Landlocked in Central Europe, Serbia does not offer the breathtaking landscapes of some of its neighbours. Nevertheless, it does share with them several considerable mountain ranges, such as the Dinarc Alps, the Rhodope mountains, the Carpathians, and the Balkan range. In the north of Serbia is the Panonian Basin, relatively flat with some interesting wetlands. The southern part of the country is the most mountainous. Remote valleys and dense forests abound, hiding Orthodox monasteries and isolated villages.
Serbia has five National Parks, and more than thirty nature reserves and protected landscapes, many of which have marked hiking trails. The majority are day hikes. Marked long distance hiking trails are set out in the northern Fruska Gora National Park, which borders on the Danube river. Another hiking option is Stara Planina in the east, harbouring the spectacular Midzor peak (2169m) which, on a clear day, offers views all the way into Bulgaria, Macedonia and Kosovo. For a more pastoral experience try the eastern Homolje range. The roughest mountains and trails are in the west of Serbia, in Kopaonik and Tara for instance.

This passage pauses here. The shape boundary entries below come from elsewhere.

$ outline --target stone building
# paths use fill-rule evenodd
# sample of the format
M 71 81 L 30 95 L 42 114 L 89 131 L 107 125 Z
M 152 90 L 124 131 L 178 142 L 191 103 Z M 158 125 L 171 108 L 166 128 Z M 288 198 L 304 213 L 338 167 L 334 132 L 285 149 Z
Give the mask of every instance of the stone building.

The northern basin gets very hot and humid in summer. In the mountainous areas in the southwest summer and autumn are also hot but dry, with more influences from the Mediterranean. Winter brings lots of snow at inland higher elevations, lasting well into spring. Best time for hiking are spring in the northern basin, and summer and autumn up in the mountains. There are mountain huts on or near the most popular mountains, and in some national parks, but it may be wise to bring a tent.